Sunday I queried Mr. Richard Florest of Rob Weisbach Creative Management. This is the agency that represents Brad Meltzer (who wrote one of my favorite comics of the last decade, Identity Crisis), not to mention Jon Stewart and a slew of big name celebrities. This was a hail Mary on my part, but as I mentioned before, in the early stages of querying, I'm aiming big and throwing the spaghetti at the wall to seeing what sticks here. Plus the agency is focused on developing careers, and in their submission guidelines they even asked to hear about future projects and overall career goals, which really appealed to me.

Needless to say, I was shocked when Mr. Florest responded less than 48 hours later asking to see the manuscript. He did mention he wasn't crazy about More Like a Siren, Less Like a Bell as a title, but if I wasn't married to that, he thought it sounded like a really exiting project. I do love the title, but the book has had other titles in in various draft stages (including "Glib" and "Loretta's Scars" after the Pavement song, seeing as the main character, Loretta, actually goes to see the band near the end of the novel and the whole thing is about little events that have messed her up in one way or another).

So I sent the manuscript and yesterday got what I can only imagine is one of the most encouraging rejections ever emailed. 

He starts, "I tend to glance at the first few lines of every manuscript, only rarely setting aside the day's business to read (in this industry reading, I'm sure you've heard, happens at night, on weekends, etc.). Well, your story has a strange pull, and it proved to be one of those rare instances." So some nice ego-stroking there. At least this gives me an idea that my query letter is doing what it's supposed to.

He continues, "You have literary chops but a knack for pacing and tension that I'd typically associate with a gifted writer of suspense. And there are elements of the story that have settled under my skin in ways both pleasing and disconcerting." Okay, hugely complimentary and then that tiny, tiny pause for consideration in that word "disconcerting." I'm reading and praying, maybe it's something he thinks we can work through?

"So, then, know that I think you have the seed for something great here--I just think it needs to evolve quite a bit more before it's ready for publishers."

Tear.

He goes on to explain how, although he's a big believer in young audiences "reading-up," the content in the book may be too dark for YA. I've considered this myself, though have been encouraged to submit as YA from writing friends and in a writing consultation with First Blood  author, David Morrell.
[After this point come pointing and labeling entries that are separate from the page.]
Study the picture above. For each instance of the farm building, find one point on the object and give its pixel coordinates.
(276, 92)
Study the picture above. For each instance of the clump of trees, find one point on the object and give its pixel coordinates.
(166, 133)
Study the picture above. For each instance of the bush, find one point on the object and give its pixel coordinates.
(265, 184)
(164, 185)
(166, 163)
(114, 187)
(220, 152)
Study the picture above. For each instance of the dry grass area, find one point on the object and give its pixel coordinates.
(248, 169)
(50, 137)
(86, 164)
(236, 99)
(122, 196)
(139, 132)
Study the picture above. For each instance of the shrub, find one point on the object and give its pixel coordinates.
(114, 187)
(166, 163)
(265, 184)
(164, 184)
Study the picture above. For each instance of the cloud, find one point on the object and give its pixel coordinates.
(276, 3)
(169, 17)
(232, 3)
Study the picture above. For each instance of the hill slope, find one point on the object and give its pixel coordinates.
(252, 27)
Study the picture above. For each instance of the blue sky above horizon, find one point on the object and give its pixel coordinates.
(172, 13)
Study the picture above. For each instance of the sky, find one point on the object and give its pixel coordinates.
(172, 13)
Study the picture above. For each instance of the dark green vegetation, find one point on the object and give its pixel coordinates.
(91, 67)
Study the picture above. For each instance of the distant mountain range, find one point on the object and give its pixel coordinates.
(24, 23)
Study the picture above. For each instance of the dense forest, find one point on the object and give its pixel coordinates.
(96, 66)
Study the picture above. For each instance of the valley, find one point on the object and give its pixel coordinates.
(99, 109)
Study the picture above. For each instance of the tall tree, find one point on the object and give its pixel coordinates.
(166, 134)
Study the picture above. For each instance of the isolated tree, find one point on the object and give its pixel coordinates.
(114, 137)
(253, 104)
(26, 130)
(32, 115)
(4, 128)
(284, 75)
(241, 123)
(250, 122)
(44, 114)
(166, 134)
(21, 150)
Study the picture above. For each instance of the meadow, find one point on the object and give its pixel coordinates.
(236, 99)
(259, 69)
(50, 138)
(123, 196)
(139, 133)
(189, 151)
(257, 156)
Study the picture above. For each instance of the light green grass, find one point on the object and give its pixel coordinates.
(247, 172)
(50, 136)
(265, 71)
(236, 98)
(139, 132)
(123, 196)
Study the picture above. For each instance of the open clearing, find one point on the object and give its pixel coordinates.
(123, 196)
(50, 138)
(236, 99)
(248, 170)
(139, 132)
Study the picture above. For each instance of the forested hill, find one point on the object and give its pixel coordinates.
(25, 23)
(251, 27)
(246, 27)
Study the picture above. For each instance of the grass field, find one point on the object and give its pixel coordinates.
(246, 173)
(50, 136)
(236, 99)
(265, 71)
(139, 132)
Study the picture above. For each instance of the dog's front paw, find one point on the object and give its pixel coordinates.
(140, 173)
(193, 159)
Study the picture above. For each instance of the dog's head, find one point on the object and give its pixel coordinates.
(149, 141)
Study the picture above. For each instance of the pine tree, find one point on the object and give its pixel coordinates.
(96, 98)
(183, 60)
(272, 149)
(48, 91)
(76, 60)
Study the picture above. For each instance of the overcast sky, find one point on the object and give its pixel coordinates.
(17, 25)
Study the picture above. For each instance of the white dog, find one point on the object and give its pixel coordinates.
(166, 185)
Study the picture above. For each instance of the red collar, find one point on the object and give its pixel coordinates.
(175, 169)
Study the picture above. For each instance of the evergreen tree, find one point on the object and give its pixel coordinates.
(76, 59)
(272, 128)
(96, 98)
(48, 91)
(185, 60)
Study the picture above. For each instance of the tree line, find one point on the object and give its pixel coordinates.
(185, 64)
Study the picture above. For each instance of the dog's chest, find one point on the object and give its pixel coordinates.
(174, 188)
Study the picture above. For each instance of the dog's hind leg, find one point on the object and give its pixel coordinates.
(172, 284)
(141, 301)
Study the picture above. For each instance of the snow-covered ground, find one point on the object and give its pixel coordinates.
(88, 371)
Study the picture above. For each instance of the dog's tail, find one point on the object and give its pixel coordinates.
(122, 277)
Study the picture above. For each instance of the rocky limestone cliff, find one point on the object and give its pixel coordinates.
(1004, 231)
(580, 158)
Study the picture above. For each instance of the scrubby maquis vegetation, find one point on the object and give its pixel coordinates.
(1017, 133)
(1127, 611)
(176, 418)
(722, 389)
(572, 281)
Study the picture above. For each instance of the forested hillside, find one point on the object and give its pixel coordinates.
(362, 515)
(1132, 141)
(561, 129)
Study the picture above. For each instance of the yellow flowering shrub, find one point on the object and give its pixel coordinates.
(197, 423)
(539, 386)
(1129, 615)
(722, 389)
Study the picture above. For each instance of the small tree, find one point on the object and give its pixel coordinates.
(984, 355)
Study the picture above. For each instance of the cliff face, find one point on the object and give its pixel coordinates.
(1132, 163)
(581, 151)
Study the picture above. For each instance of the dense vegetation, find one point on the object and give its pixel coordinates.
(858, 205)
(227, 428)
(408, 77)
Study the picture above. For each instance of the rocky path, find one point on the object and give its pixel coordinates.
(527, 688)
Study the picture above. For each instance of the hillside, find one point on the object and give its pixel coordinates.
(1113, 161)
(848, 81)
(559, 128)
I've also been concerned about the book starting with an eight-year-old protagonist told by a third person narrator whose voice remains, throughout the book, mostly consistent with the grown, twenty-two-year-old version of that protagonist who we see in the majority of the book. Mr. Florest mentioned this "seemed to me a disconnect between the controlling narrative perspective and Loretta (and then, by extension, the primary intended audience for the book)." With the narrator's "concerns, perspective, sophistication (and then eventually the arc of the story)--too often it just didn't read YA to me."

So for a brief moment I started stressing myself out about how I might address these concerns in a rewrite, and would I even be able to, and am I a decent enough writer to make this stupid book even work?!? And then my confidence was restored in the next paragraph: "...As I read in spots I was reminded of some very successful stories: Mathilda Savitch, Eleanor & Park, a little bit of The Lovely Bones, even one of George Saunders' short stories. And maybe someone else will see a way with it in its current form. Regardless, good luck, and thanks again for giving me a shot."

A big time agent. Just compared me. To George. Freaking. Saunders. 

Bill Murray Caddyshack gif - So I got that going for me. Which is nice.